Coming from the airport, I stuttered, “Hey, mom, let’s go shopping and hang out some day, ok?” “Sure,” she smiled. Then, I asked shyly, “Hey Dad, when you go to the coffee shop tomorrow, can I go with you so we can have some time together?” I thought he said yes. The next morning I got up and Dad was gone. I asked mom where he was. She said, “He went to the coffee shop.” I barely uttered, “Without me?”
That’s how it was.
I flew back to San Francisco, bereft, and devoured more food. Then years after, overcoming my eating disorder and understanding myself better, I flew to Seattle again. Emotional hairballs! I will live my life regretting the hurt that came down on that visit. So much needed to be said, but we didn’t have enough skills for an ideal closure.

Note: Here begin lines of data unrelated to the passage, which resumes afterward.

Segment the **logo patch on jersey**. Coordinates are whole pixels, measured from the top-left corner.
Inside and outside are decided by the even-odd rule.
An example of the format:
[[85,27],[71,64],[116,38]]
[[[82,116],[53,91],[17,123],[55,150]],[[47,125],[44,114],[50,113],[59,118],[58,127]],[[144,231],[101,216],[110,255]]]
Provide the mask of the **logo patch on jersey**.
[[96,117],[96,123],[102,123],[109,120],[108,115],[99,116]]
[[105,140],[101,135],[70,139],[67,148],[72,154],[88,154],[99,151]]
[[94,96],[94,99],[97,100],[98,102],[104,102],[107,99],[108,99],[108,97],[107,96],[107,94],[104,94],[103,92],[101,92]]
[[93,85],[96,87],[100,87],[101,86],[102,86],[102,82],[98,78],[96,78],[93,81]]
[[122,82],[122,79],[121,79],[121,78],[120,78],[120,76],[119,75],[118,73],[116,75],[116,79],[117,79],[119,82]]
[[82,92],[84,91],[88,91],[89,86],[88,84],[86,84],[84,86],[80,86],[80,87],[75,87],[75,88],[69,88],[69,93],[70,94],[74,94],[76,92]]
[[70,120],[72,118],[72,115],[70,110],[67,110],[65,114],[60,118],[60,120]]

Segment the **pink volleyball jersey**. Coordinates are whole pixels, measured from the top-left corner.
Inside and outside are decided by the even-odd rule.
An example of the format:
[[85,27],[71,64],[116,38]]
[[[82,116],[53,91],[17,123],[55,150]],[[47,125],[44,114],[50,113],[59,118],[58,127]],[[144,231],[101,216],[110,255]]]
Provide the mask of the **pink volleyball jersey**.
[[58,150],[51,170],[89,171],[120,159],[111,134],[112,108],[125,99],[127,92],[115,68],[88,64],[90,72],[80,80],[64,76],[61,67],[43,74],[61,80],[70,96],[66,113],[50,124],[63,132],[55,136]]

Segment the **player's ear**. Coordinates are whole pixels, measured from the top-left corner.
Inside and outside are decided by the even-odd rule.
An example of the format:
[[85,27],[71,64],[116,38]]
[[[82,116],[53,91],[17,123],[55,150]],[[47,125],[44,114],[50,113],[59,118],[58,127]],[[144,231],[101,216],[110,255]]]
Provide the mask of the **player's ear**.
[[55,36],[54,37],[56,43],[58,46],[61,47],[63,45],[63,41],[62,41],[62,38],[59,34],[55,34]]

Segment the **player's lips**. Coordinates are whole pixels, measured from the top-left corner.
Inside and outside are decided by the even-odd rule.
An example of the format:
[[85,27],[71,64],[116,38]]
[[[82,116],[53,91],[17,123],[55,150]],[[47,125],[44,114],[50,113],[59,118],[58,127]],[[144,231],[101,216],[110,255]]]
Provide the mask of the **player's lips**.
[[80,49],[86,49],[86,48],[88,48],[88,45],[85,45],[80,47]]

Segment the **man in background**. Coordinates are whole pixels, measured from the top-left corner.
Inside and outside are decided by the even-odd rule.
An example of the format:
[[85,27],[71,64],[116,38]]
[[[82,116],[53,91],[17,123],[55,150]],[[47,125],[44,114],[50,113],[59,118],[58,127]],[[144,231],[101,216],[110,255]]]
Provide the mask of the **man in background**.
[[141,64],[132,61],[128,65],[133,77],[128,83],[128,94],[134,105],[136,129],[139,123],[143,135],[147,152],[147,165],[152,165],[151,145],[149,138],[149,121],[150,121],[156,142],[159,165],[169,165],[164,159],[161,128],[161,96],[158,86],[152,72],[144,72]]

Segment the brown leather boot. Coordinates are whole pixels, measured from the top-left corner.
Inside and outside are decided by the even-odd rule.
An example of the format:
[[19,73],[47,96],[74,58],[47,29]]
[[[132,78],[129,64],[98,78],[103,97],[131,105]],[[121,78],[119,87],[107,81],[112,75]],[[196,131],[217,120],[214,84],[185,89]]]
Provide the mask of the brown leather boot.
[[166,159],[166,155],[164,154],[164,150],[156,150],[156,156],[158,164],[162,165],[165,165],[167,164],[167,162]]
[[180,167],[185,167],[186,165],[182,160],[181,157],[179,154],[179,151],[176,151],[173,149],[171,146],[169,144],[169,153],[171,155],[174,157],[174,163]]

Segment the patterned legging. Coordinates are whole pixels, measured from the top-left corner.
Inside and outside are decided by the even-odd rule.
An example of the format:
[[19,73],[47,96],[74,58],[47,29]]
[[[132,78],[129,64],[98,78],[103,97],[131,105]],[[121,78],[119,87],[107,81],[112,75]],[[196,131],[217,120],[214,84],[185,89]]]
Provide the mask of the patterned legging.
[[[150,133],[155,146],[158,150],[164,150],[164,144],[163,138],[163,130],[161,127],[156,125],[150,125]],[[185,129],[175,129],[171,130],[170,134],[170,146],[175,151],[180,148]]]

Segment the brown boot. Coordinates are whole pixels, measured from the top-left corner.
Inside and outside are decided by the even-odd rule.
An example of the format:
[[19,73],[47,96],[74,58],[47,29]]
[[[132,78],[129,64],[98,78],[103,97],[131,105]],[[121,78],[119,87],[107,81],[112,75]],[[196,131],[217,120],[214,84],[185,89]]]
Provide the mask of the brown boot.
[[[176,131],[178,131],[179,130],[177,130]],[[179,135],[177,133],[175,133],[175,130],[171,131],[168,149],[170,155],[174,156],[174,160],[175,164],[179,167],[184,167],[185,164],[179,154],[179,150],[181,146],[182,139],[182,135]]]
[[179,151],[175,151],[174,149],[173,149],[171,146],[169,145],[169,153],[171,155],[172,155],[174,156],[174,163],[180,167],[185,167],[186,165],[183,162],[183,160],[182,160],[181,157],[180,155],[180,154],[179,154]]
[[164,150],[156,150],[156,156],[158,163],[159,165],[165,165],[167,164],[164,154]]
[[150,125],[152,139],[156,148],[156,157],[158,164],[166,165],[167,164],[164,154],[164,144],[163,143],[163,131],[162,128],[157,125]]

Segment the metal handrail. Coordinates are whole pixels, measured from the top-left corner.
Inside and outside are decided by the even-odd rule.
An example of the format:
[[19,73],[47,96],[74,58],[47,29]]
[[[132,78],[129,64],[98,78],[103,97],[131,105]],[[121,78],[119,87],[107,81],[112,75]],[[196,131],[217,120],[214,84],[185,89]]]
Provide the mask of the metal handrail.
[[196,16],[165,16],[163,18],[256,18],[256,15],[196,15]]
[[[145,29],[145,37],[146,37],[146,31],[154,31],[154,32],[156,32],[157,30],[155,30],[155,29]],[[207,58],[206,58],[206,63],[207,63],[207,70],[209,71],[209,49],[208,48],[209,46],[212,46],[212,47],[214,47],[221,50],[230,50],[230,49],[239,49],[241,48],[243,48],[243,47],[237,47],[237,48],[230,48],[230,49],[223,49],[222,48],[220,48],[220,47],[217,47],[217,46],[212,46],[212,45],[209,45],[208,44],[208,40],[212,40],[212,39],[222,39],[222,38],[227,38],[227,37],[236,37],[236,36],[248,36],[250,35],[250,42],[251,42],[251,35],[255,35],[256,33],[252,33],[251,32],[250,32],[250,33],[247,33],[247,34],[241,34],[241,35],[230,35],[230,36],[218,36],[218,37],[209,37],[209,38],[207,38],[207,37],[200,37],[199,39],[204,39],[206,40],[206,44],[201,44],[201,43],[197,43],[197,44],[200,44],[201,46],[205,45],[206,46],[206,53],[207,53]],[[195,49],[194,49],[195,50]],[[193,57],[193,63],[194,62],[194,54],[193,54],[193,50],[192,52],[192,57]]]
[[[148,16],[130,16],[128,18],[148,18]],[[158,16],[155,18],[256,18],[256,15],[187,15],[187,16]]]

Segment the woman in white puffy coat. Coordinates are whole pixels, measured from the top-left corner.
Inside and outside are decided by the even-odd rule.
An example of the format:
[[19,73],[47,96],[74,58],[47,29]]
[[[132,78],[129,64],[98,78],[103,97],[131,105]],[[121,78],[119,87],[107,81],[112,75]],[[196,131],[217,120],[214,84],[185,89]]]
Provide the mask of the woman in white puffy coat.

We cried and said what we felt. But, without ongoing conversation, not much can change in relationships. Our problems, like all families, were systemic. We all had a part in them. I had to grow up to see that we each played a role in the dysfunction. But, about Dad — well, he just wasn’t there.
He was home at night but just didn’t hear me, or show up for me fully. Maybe he was afraid of displeasing mom, making her jealous or maybe just trying to survive?
I see now that I became devoid of an inner male to support me when I needed it. I realize that the lack of emotional connection with him led to a life of trying to be noticed by men and never feeling seen or heard. It’s taken many years to develop an inner man who will advocate for me when I’m hurt or protect me, an inner masculine to stand up and say, “you can do it.”
I don’t blame dad. He did the best he could coming from a family of 12 siblings. He was an intelligent and hardworking man. I loved him. But, it’s important for fathers to learn to communicate respectfully, to validate kids and have compassion for themselves as well. It’s not easy becoming a stable, kind man in a society that thrusts wild, uncaring, brutal characters at us, through media – as heroes.
This old world has too many bullies and not enough ability to resolve conflict.
Couples still struggle to try and talk to each other. Still I want to whisper: “Hey, Dad, my life would have been different if you had walked me to the coffee shop.”